FIG. 2 is a flow chart of a method for geothermal history fitting and capacity prediction.
Detailed Description
In order to make the objects, technical solutions and advantages of the present invention more apparent, the technical solutions in the embodiments of the present invention will be clearly and completely described below, and it is obvious that the described embodiments are some, but not all, embodiments of the present invention. All other embodiments, which can be obtained by a person skilled in the art without making any creative effort based on the embodiments in the present invention, belong to the protection scope of the present invention.
The specific implementation mode of the invention is as follows:
the method comprises the following steps: establishing a discrete interwell affinity proxy model, firstly determining the rough boundary of the geothermal reservoir block, determining the outer boundary of a numerical proxy model by using the boundary frame, and then performing mesh subdivision on the geothermal reservoir model after the boundary of the model is determined. A necessary condition is required to be met in the subdivision process: any two wells cannot be located in the same grid. In the case that this condition is met, the entire geothermal block is discretely subdivided using as coarse a mesh as possible. The model established by the method reflects the connection relation among different wells in the block and the connection relation between the wells and the grid of the block.
Step two: the selection of the model control parameters requires that it be clear which parameters are the control parameters of the model before the history fitting is performed, and the control parameters are continuously updated and optimized in the history fitting process. Several common control parameters that are selected as part of the history fitting process are: (1) Conductivity parameter between grids, (2) production index of the well. In addition, the boundary dimensions of the model, and physical properties of the subsurface fluid such as density, viscosity, etc. may also be selected as control parameters. Of course, if more control parameters are used, this also increases the complexity of the model and the time required for history fitting.

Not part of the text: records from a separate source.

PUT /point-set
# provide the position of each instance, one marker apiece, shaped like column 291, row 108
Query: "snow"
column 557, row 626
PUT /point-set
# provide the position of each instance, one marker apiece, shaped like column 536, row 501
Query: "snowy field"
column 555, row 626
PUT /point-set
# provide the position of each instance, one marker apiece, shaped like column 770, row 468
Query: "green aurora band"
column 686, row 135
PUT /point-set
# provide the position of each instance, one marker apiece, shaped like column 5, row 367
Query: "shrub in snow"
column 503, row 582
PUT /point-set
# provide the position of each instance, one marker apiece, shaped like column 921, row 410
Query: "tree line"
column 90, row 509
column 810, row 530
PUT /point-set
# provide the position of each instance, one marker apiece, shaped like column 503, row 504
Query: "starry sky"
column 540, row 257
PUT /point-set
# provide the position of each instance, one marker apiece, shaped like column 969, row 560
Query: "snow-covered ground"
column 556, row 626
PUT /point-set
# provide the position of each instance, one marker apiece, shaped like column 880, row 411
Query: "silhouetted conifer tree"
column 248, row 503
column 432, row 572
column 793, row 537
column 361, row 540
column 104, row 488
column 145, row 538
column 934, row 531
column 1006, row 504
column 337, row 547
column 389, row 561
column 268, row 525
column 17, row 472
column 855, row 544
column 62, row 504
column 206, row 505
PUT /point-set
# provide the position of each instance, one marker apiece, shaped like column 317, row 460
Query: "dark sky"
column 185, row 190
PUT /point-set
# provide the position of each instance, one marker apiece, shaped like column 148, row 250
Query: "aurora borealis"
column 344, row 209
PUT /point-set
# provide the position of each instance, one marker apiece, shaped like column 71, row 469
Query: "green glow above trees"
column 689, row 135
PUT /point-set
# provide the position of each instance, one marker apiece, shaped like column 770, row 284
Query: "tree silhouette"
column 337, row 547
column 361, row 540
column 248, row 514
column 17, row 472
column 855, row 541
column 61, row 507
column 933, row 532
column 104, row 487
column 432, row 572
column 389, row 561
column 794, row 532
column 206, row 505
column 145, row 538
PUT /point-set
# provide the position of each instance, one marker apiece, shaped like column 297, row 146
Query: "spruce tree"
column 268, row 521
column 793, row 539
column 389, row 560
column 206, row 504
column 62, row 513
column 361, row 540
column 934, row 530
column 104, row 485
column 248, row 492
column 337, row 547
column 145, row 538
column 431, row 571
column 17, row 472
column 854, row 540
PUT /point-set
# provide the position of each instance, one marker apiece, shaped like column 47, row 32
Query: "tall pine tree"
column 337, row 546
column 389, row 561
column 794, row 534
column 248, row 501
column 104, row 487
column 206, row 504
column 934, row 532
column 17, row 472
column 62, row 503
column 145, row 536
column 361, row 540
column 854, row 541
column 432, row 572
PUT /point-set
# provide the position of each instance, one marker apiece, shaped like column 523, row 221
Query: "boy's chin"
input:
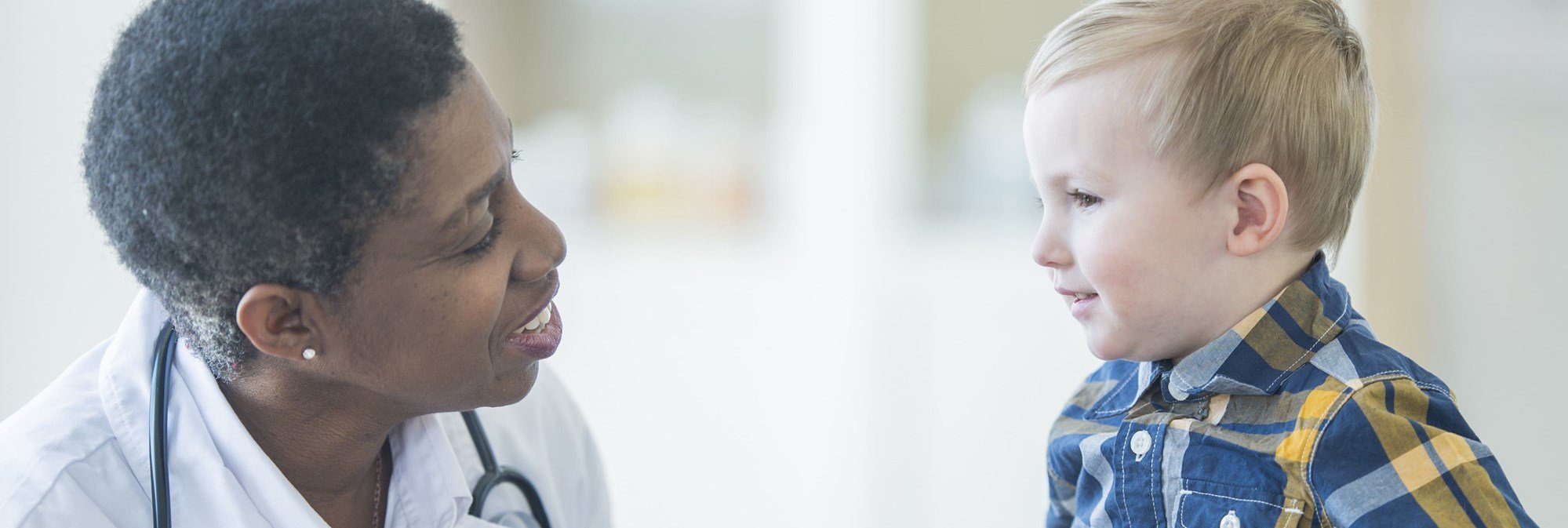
column 1109, row 351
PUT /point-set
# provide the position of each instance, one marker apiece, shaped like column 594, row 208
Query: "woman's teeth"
column 538, row 322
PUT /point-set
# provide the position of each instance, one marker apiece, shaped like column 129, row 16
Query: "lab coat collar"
column 220, row 477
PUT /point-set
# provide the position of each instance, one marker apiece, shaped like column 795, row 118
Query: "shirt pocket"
column 1211, row 505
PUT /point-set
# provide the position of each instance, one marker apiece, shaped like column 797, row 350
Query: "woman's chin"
column 513, row 386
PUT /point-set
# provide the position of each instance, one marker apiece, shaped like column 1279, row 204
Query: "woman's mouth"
column 540, row 336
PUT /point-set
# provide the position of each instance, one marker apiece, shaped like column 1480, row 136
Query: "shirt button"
column 1141, row 442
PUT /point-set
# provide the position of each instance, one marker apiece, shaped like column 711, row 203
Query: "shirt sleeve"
column 1062, row 499
column 1399, row 455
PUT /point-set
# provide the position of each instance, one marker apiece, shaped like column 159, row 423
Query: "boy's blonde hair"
column 1236, row 82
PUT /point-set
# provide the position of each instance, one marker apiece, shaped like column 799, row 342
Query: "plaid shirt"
column 1296, row 417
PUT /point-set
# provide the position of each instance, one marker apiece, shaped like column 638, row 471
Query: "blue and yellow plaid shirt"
column 1296, row 417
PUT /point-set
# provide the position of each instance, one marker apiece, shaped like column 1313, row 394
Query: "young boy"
column 1194, row 160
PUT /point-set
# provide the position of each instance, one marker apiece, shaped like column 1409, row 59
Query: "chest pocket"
column 1210, row 505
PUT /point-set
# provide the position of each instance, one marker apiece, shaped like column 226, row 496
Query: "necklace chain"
column 375, row 519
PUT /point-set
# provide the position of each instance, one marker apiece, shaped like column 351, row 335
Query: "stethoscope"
column 168, row 340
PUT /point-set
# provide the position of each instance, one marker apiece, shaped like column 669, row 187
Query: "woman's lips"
column 541, row 342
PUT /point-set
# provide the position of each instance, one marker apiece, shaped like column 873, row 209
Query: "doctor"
column 318, row 196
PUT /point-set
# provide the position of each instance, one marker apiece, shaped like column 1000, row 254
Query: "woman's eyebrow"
column 474, row 198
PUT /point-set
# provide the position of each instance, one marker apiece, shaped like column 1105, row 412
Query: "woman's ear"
column 273, row 317
column 1261, row 206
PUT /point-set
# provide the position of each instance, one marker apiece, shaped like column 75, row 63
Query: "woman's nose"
column 543, row 248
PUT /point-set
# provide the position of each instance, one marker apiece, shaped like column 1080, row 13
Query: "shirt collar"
column 1257, row 355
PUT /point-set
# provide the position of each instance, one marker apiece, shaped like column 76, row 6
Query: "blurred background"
column 800, row 289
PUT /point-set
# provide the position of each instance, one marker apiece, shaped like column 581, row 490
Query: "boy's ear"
column 273, row 317
column 1260, row 202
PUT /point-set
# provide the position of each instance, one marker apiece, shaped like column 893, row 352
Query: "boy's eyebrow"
column 1060, row 176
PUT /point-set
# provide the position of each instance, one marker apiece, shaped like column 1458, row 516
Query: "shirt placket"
column 1141, row 453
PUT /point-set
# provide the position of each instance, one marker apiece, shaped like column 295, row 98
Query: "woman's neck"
column 326, row 441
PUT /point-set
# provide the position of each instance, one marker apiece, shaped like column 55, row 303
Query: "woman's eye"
column 1084, row 199
column 478, row 249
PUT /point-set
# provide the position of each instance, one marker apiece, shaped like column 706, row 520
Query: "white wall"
column 60, row 287
column 1495, row 190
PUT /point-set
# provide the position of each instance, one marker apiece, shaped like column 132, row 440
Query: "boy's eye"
column 1084, row 199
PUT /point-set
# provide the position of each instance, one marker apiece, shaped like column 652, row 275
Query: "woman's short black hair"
column 245, row 141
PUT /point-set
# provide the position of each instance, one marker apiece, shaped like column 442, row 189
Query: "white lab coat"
column 77, row 453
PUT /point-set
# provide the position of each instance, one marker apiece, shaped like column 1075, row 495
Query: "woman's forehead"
column 457, row 149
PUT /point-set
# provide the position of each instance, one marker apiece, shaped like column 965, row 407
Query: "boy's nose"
column 1050, row 249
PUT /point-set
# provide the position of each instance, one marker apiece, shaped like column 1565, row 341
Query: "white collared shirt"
column 77, row 453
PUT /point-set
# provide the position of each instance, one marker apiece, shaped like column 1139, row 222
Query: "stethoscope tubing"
column 163, row 355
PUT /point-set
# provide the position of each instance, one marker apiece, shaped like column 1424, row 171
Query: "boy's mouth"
column 1078, row 301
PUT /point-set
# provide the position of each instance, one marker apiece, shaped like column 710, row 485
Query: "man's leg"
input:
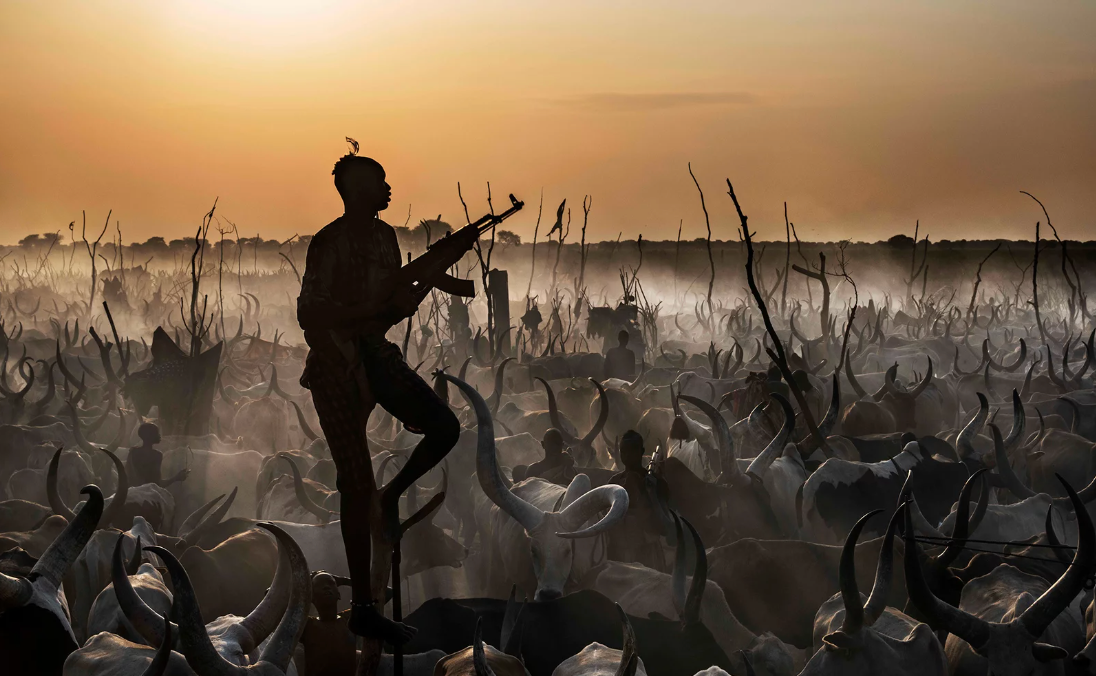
column 403, row 393
column 343, row 417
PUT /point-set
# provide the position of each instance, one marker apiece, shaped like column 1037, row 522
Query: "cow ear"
column 838, row 641
column 1046, row 652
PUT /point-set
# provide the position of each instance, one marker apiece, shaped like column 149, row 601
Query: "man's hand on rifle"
column 402, row 304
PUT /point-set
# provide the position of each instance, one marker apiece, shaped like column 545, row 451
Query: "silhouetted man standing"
column 620, row 361
column 345, row 307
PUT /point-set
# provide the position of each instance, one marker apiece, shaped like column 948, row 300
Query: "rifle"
column 429, row 271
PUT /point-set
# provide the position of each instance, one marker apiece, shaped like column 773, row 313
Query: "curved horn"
column 557, row 422
column 885, row 569
column 195, row 517
column 1039, row 615
column 159, row 663
column 825, row 427
column 210, row 522
column 888, row 382
column 766, row 457
column 1005, row 470
column 264, row 618
column 588, row 505
column 699, row 582
column 305, row 500
column 147, row 621
column 56, row 502
column 962, row 526
column 963, row 446
column 1019, row 422
column 60, row 554
column 924, row 381
column 728, row 462
column 118, row 502
column 480, row 667
column 940, row 615
column 629, row 659
column 852, row 378
column 846, row 575
column 305, row 427
column 487, row 463
column 603, row 415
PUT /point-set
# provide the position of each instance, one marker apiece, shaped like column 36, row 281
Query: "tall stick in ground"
column 707, row 224
column 778, row 357
column 978, row 282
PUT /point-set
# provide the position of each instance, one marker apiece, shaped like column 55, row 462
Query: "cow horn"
column 963, row 446
column 1039, row 615
column 629, row 659
column 195, row 517
column 590, row 504
column 961, row 528
column 834, row 411
column 264, row 618
column 728, row 463
column 699, row 581
column 303, row 496
column 487, row 463
column 888, row 382
column 1019, row 422
column 480, row 667
column 1057, row 547
column 56, row 502
column 885, row 569
column 924, row 381
column 852, row 378
column 1005, row 470
column 145, row 620
column 940, row 615
column 159, row 663
column 766, row 457
column 113, row 511
column 557, row 422
column 603, row 416
column 305, row 427
column 499, row 385
column 846, row 575
column 210, row 522
column 60, row 554
column 14, row 592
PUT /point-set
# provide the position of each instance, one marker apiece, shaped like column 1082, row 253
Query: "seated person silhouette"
column 145, row 460
column 620, row 361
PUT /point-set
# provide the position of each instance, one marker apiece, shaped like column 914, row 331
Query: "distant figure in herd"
column 345, row 307
column 328, row 643
column 636, row 539
column 145, row 460
column 620, row 361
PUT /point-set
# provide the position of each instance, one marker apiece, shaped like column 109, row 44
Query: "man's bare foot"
column 367, row 622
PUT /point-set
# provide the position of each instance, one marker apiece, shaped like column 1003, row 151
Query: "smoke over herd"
column 720, row 456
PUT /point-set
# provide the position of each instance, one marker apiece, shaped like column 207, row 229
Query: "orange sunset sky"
column 864, row 116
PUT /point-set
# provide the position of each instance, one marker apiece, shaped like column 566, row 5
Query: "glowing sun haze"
column 864, row 116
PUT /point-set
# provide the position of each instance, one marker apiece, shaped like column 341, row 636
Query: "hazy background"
column 864, row 116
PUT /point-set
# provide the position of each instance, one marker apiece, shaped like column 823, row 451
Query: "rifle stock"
column 429, row 270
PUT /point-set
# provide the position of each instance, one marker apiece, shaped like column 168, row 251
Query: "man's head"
column 631, row 449
column 361, row 183
column 148, row 433
column 552, row 442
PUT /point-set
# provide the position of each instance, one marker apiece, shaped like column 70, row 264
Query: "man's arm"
column 316, row 308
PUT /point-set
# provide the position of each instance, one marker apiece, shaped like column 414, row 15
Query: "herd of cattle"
column 975, row 477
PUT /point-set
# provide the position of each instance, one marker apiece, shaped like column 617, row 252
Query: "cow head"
column 549, row 535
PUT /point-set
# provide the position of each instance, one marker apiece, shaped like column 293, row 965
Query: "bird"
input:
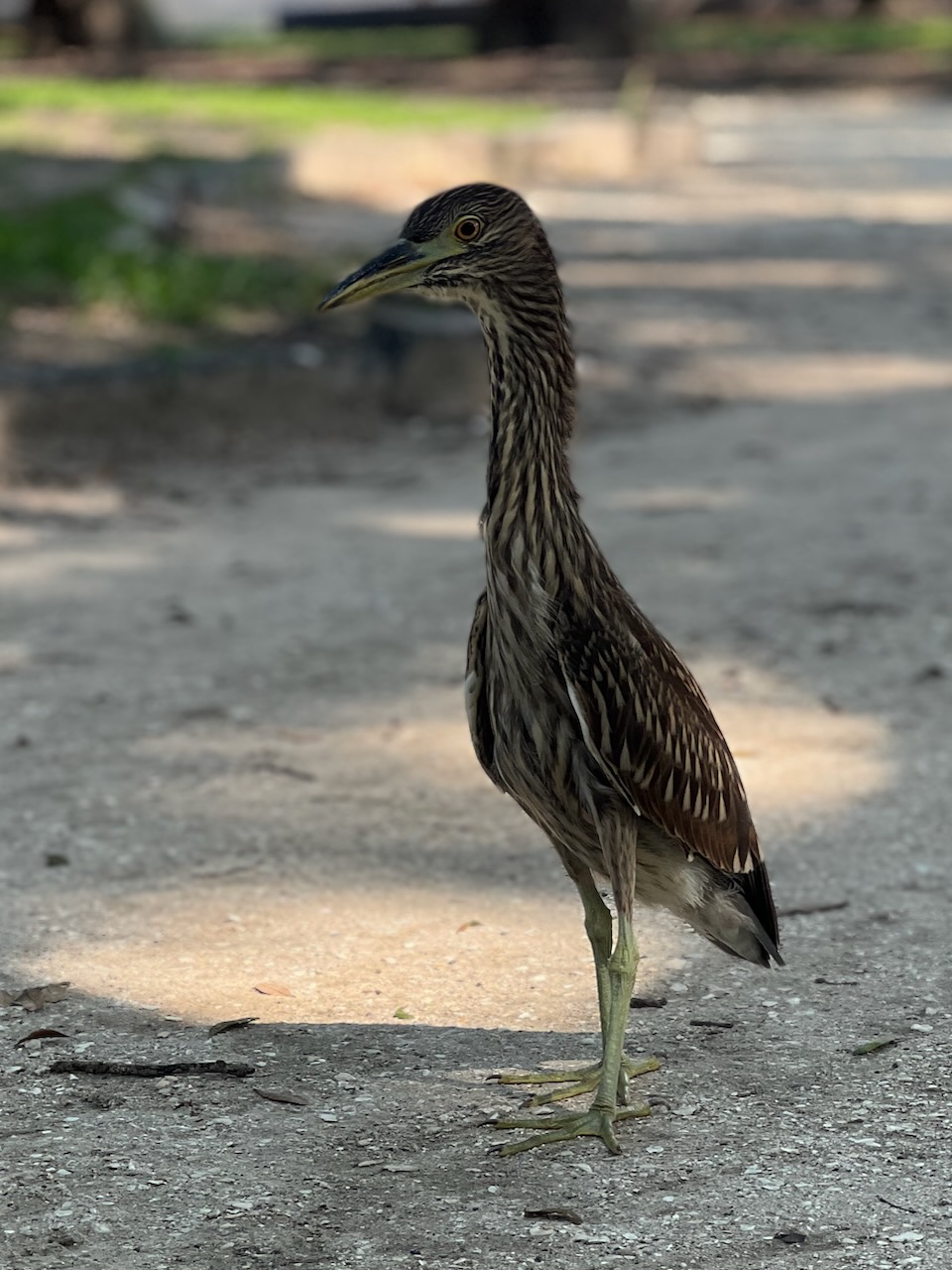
column 579, row 708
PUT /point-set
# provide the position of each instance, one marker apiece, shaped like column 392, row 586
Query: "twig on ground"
column 91, row 1067
column 806, row 910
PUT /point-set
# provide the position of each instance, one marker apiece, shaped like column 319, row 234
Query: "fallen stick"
column 814, row 908
column 91, row 1067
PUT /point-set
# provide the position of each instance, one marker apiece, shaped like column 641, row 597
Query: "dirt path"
column 234, row 707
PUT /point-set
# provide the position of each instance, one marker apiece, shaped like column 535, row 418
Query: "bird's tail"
column 735, row 912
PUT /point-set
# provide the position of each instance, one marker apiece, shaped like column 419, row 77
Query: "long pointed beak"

Step three: and initializing the control parameters of the model, wherein the initialization of the control parameters is the initial values of the model for history fitting. The selection of the initial values of the history fitting directly influences the final parameter optimization result. Since the non-linear problem is naturally characterized by multiple local extremum optimal solutions, the choice of different initial values will tend to bias the final optimization parameter to an extremum point closer to the initial value. The conductivity parameters are here initialized depending on the permeability of two adjacent meshes, the contact area, and the distance between the centroids of the meshes. For different calculation unit systems, the corresponding unit conversion coefficient can be multiplied. In addition, the initialization of the well's production index may be approximated by the Peacheman's formula. For an unstructured grid, the grid step size in the Peacheman's formula in the x and y directions can be set to the side length of an equivalent square with the same area as the unstructured grid. It should be noted that the initialization of the above control parameters does not require accurate values to be obtained, since these initial values will be continually updated during the history fitting process to eventually reach the error within the desired range.
Step four: in order to make the built model general, the initialization of model parameters is to perform random sampling initialization within a very large parameter range, such as permeability and porosity of the mesh required in the last parameter initialization process. Not all proxy models generated by random sampling are suitable for history fitting. Proxy models that are too far from the geodetic field measured historical production data need to be screened first before history fitting. The method comprises the following steps: if the relative error between the calculated result of the proxy model and the actual observed yield data is less than 60%, the proxy model is selected as the candidate proxy model, and the proxy models with the error larger than 60% are screened out. The advantage of this is that it can avoid spending most of the computation time on the history fitting process of some proxy models that do not meet the screening condition, thus greatly saving computation time. This figure for a relative error of 60% can be adjusted for a specific geothermal block and parameter settings.
Step five: compared with the traditional numerical gradient calculation, the gradient calculation in the history fitting process adopts a concomitant gradient method to calculate the gradient in the history fitting process. The calculation method of the adjoint gradient is firstly given by the optimal control theory, and the detailed analysis and derivation process can refer to the discussion about the adjoint gradient method in the classical optimal control theory. Compared with the conventional method, the method can obviously reduce the CPU calculation time. And as the model control parameters are gradually increased (namely the complexity of the model is increased), the efficiency improvement effect of the method is more obvious. As can be seen from the following figure, for the calculation of a single gradient, the calculation efficiency of the method is improved by at least two to three orders of magnitude compared with the conventional method. The time consumption of calculation in the process of screening a large number of agent models and then performing history fitting on the agent models is greatly reduced, and the calculation time is controlled within an acceptable range.
Step six: and (3) capacity prediction, namely screening a series of agent models through the calculation of the steps and well matching the screened agent models with actual observed production data. These well-matched proxy models can be used to predict future production yield trends for the geothermal block. The upper and lower boundaries of the series of proxy model calculations are the upper and lower boundaries of the future predicted yield of the geothermal block, and the average value thereof can be used as an important reference value for the future yield of the block.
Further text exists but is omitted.